In 2013 alone, cathinones, created in China and sold over the Internet, caused 123 deaths in Florida, according to the United Way of Broward County Commission on Substance Abuse.
Flakka, which can be crushed and snorted, swallowed or injected, is peddled under many brand names, including the less-potent cathinone, "Molly." Flakka is often mixed with other drugs like methamphetamine.
Ecstasy or MDMA is a different class of chemical altogether, but Molly, though often touted as "pure" MDMA, is a first-generation cathinone. Because flakka is sold under so many different brand names, including "Molly," users can be fooled, not knowing the potency of this new synthetic drug.
Flakka is "very dose specific," said Hall. "Just a little (of it) delivers the high effect. It produces energy to dance and euphoria. But just a little more — and you can't tell by looking at the capsule or baggie."
Its name comes from the Spanish word "flaco" for thin. Latinos also use "la flaca" as a clubbing term for a pretty, skinny girl. Spelled "flakka," it's "an eloquent collegial term — a beautiful, skinny woman who charms all she meets," said Hall. "They give [synthetic drugs] names that are hip and cool and making it great for sales." Flakka emerged in South Florida last year, and has been seen in parts of Texas and Ohio, but is still not illegal in many states, according to Hall.
The abuse of synthetic drugs is a well-worn story in the United States — the largest consumer market of illicit drugs, according to Dr. Guohua Li, an epidemiologist and founding director of the Center for Injury Epidemiology and Prevention at Columbia University.
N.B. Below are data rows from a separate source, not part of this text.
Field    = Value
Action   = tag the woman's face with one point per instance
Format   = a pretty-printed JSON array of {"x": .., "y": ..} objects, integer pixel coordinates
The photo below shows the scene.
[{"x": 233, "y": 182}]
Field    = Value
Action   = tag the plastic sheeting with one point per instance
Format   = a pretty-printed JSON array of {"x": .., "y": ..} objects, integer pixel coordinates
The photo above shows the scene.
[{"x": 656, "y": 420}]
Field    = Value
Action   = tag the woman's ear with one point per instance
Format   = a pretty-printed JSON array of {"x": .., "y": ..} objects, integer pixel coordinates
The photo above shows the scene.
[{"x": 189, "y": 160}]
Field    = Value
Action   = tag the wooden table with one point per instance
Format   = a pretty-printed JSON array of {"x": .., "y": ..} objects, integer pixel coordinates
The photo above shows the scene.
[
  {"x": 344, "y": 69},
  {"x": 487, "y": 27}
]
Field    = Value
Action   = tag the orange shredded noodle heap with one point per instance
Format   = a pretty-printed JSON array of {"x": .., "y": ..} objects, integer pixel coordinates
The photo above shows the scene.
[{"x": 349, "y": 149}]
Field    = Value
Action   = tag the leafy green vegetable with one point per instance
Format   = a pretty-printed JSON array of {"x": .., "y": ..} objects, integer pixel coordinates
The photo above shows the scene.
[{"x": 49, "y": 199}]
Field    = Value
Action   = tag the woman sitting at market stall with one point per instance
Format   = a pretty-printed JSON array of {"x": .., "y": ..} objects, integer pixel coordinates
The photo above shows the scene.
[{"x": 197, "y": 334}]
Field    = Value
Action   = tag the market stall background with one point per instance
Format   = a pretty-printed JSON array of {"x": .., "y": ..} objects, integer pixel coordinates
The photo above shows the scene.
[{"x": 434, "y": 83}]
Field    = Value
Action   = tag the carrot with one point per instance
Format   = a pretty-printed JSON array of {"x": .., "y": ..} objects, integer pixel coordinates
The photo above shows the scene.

"Each generation is exposed to different drugs of choice," Li said. "The signature substances and their particular effects become a unique feature of the birth cohort." "Designer drugs must stay ahead of the authorities and medical communities to keep their illegal business afloat," Li added.
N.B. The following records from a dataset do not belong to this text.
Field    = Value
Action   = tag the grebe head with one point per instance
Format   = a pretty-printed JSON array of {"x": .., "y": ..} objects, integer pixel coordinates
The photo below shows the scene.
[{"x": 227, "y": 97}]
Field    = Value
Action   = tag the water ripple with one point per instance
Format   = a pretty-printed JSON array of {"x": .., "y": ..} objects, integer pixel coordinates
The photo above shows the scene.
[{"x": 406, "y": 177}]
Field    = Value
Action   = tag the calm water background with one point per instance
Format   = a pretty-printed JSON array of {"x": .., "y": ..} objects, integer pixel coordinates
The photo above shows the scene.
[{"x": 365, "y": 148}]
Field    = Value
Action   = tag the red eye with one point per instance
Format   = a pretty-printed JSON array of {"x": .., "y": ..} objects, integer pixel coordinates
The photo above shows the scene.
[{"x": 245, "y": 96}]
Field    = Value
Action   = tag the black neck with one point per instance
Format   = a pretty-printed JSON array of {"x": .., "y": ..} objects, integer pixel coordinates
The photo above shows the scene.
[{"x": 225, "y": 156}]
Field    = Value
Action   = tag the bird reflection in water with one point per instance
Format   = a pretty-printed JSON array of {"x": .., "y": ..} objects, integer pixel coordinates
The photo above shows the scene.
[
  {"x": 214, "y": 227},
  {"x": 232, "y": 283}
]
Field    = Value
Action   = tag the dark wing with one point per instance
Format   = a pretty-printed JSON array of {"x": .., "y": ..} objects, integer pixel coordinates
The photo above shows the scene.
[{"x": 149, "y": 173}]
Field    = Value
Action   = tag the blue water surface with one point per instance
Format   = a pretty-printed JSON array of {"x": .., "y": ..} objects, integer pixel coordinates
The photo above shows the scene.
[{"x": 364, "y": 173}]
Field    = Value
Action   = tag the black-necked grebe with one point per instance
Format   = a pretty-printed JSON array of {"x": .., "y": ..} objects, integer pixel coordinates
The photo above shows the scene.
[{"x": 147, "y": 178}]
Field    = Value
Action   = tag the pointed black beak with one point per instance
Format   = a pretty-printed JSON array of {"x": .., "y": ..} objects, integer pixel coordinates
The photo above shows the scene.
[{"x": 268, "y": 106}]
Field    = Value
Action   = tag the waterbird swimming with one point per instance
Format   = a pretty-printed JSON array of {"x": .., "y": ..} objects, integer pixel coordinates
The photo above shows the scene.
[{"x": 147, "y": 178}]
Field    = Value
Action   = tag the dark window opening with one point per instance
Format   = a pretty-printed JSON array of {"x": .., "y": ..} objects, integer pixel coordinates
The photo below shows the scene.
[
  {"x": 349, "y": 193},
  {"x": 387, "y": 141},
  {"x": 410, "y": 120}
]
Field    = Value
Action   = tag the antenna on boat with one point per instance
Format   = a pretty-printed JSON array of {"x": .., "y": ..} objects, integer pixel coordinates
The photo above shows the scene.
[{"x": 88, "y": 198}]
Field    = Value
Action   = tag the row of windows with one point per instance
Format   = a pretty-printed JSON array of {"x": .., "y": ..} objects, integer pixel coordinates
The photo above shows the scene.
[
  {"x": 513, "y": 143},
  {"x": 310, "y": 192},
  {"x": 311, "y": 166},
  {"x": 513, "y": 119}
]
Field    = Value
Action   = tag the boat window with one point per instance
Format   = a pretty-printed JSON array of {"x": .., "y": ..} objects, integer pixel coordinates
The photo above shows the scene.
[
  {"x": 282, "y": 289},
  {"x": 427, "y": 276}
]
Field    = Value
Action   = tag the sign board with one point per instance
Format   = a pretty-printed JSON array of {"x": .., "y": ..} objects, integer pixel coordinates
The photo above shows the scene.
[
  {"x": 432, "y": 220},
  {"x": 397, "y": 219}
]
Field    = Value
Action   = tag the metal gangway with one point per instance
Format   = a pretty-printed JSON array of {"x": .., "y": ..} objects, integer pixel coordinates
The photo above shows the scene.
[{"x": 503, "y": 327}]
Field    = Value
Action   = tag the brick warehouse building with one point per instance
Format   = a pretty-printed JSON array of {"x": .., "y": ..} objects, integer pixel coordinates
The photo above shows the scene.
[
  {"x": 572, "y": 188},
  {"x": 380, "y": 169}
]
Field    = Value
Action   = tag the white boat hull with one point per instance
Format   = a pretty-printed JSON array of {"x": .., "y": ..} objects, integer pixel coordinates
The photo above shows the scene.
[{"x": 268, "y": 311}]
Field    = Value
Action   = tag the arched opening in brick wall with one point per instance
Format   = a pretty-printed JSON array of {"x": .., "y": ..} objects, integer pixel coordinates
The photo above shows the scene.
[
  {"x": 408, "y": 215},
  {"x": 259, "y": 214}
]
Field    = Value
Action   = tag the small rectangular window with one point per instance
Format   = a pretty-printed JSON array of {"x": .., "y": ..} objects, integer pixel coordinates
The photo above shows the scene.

In the 1940s, a Swiss chemist synthesized a drug from the ergot fungus and discovered the psychedelic properties of lysergic acid diethylamide or LSD. But in 1966, after Timothy Leary urged a generation to, "turn on, tune in, drop out," the drug was made illegal.
In the 1980s, the all-night rave scene gave birth to the synthetic drug MDMA or ecstasy, giving users the euphoric high of amphetamines and the psychedelic effects of hallucinogens. By the 1990s, the scourge of lab-produced meth appeared on the West Coast and increased in popularity throughout a decade.
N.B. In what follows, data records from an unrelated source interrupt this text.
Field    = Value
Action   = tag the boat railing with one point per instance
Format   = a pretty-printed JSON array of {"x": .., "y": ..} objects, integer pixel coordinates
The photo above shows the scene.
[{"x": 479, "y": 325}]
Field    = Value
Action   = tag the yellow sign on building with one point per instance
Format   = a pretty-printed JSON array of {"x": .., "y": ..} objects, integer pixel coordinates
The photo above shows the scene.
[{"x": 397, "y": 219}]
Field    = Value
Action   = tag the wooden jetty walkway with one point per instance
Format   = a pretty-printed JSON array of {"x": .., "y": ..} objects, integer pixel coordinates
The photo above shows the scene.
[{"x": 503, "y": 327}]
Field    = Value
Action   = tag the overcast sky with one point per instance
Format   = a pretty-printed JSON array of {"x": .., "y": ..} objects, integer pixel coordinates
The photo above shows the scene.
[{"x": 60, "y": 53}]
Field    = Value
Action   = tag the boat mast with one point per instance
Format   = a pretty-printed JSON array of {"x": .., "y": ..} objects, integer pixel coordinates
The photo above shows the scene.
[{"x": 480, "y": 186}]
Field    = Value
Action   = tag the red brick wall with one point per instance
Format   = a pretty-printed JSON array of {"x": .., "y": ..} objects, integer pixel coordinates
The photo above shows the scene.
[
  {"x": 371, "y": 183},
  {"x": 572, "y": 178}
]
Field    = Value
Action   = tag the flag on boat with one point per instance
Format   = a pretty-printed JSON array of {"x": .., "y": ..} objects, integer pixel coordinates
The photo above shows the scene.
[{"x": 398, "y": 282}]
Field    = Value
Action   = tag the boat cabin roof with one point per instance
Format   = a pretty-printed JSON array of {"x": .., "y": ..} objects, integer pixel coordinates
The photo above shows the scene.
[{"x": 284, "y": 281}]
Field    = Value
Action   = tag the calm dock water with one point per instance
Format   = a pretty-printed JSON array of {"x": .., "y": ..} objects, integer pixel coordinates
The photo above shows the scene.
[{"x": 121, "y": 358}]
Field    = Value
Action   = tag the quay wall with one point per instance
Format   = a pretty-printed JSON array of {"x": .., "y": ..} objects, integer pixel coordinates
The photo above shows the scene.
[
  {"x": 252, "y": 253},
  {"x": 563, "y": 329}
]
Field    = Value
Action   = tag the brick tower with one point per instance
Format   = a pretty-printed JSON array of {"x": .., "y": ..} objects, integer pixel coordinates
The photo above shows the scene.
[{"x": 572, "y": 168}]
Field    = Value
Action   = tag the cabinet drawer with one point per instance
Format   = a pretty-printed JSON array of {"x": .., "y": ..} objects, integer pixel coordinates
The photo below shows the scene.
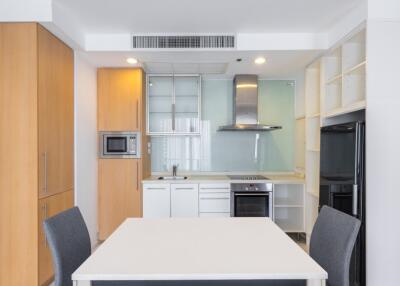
[
  {"x": 215, "y": 214},
  {"x": 209, "y": 188},
  {"x": 156, "y": 187},
  {"x": 216, "y": 204},
  {"x": 156, "y": 201}
]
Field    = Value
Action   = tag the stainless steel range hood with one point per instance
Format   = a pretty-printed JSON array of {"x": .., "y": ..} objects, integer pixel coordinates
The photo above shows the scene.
[{"x": 245, "y": 106}]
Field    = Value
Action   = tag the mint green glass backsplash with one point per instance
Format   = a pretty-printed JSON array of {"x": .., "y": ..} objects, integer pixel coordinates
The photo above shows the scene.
[{"x": 215, "y": 151}]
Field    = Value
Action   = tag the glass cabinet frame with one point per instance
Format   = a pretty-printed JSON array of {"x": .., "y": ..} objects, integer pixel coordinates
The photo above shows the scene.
[{"x": 173, "y": 125}]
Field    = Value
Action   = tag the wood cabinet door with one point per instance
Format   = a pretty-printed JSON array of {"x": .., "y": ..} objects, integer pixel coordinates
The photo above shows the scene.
[
  {"x": 49, "y": 207},
  {"x": 119, "y": 193},
  {"x": 119, "y": 93},
  {"x": 55, "y": 114}
]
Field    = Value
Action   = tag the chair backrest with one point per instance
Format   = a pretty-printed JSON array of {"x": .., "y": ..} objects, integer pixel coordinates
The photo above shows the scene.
[
  {"x": 332, "y": 242},
  {"x": 69, "y": 243}
]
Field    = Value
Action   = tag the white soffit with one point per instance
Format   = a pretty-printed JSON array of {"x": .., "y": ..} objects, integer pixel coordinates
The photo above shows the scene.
[{"x": 244, "y": 41}]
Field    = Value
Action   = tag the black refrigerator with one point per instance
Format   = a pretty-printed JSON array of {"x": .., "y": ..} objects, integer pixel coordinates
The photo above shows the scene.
[{"x": 342, "y": 182}]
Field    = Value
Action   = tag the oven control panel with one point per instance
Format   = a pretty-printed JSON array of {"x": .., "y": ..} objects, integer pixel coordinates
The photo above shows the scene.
[{"x": 251, "y": 187}]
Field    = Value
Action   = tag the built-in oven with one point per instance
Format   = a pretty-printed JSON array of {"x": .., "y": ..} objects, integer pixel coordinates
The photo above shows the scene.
[
  {"x": 252, "y": 200},
  {"x": 119, "y": 144}
]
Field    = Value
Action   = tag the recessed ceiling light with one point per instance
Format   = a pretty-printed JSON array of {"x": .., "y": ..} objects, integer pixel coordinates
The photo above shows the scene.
[
  {"x": 260, "y": 60},
  {"x": 131, "y": 61}
]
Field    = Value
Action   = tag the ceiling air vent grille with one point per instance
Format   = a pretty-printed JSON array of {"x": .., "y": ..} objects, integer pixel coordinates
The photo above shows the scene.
[{"x": 183, "y": 42}]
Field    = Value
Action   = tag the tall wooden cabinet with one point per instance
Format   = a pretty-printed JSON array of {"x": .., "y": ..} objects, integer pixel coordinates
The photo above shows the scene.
[
  {"x": 36, "y": 147},
  {"x": 121, "y": 107}
]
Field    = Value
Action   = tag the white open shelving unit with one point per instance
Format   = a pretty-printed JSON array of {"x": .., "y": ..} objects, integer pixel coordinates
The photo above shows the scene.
[
  {"x": 313, "y": 124},
  {"x": 289, "y": 207},
  {"x": 343, "y": 76},
  {"x": 334, "y": 86}
]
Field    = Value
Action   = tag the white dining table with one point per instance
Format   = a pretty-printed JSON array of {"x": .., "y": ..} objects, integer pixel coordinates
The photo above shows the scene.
[{"x": 181, "y": 249}]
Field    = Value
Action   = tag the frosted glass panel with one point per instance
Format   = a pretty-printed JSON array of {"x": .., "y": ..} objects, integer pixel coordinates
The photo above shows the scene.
[
  {"x": 233, "y": 151},
  {"x": 160, "y": 104},
  {"x": 187, "y": 104}
]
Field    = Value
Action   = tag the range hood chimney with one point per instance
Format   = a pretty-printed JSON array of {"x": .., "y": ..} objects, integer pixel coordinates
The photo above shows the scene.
[{"x": 245, "y": 106}]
Synthetic marijuana dubbed K2 or Spice, emerged in 2006, and was eventually banned in 2011. At the same time, MDMA, which is a phenethylamine, saw a resurgence, but by 2010, synthetic cathinones — "bath salts" and the drug Molly — arrived on the club scene. But now, use of MDMA has tapered off, due to the growing popularity of flakka, which costs only about $5 a dose.
"It's emerging as the crack cocaine of 2015 with its severe effects high addiction rate for a low cost," said Hall. "People are terrified of the drug. It's because the consequences are so devastating."